We are often asked by both potential and existing customers if our insurance program provides liability coverage for independent contractors and whether those same independent contractors should be added to the general liability policy as an additional named insured.
It is important to establish if the parties are truly independent contractors or if they are instead employees. To answer that question, the Internal Revenue Service has prepared a 20 point test that is used to make the distinction between an independent contractor and an employee.
The link below provides an overview of the 20 point test:
If after a review of the IRS guidelines to determine if the individual is an independent contractor or an employee and you have determined that they are an independent contractor, then they would be considered a sub-contractor, hired by your company to perform services on behalf of your company. In the event of an incident where a 3rd party, someone other than the sub-contractor or an employee of your company, were injured or their property was damaged your company could be held liable.
The question often arises – “What do I need to do to protect my business?”
First, you should secure a hold harmless agreement that the sub-contractor signs. This is an agreement that transfers the risk of loss for any act of negligence on their part to their own company.

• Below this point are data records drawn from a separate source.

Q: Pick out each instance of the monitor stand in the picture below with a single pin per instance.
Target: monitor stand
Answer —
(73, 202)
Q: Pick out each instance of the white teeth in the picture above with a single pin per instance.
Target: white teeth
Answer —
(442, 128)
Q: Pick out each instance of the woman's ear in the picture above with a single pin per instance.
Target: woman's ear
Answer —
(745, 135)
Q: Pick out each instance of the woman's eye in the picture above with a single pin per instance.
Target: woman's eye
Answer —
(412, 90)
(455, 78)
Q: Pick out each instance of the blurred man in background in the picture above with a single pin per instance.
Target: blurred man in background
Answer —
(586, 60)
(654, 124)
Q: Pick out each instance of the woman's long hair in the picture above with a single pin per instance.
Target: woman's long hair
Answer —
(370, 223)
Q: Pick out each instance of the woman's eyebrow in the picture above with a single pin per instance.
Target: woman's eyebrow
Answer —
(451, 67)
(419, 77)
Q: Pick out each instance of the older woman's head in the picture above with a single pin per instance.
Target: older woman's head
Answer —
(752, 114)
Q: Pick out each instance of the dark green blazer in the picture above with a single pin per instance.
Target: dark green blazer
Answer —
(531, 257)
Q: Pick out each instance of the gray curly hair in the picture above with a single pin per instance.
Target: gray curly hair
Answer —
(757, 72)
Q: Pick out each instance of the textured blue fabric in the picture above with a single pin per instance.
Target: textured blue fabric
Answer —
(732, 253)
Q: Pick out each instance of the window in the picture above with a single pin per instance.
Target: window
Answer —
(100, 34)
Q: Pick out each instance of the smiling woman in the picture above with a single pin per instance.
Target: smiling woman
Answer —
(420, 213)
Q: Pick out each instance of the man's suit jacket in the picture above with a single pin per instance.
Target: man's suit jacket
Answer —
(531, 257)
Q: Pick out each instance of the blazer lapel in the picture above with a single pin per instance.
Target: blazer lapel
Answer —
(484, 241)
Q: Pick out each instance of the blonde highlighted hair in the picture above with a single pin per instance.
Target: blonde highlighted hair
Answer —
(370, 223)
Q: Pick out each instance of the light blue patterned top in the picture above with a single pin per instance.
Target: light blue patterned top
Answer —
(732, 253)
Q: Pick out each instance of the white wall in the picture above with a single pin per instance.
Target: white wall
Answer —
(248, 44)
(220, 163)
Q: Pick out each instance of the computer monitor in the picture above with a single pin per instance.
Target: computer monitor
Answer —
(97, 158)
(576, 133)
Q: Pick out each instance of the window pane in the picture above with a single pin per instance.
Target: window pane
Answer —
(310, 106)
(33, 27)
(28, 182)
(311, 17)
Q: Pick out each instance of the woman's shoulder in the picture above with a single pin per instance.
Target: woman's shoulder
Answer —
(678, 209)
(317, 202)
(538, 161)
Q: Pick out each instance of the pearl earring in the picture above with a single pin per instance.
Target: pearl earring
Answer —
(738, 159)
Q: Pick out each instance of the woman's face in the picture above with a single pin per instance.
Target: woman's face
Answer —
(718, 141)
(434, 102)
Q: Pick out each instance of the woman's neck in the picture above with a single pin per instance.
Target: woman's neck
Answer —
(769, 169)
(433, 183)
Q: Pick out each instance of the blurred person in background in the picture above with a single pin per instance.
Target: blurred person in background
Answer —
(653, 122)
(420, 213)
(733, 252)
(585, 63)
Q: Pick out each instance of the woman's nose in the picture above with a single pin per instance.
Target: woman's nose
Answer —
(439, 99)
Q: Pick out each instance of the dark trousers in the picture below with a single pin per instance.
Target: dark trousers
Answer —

Secondly, you should make sure that they have adequate insurance in place for the company and that your company is listed as additional insured on their policy. If they do not have insurance coverage, in most cases, they can be added to your policy as an additional named insured for a reasonable fee.
If, after reviewing the 20 point test, you determine they are employees rather than independent contractors, they will be automatically covered under your insurance policy. All employees are covered in a standard General Liability policy under the definition of named insureds.
Additionally, if you determine these individuals are employees and you have been inadvertently treating them as independent contractors, and they are injured on the job, they can file for workers compensation coverage against your company. If you do not have coverage in place, your company can be fined and you may also be fined personally for not having adequate coverage in place. In many cases, depending on the State in which you operate, the fine can be up to $1,000 per day.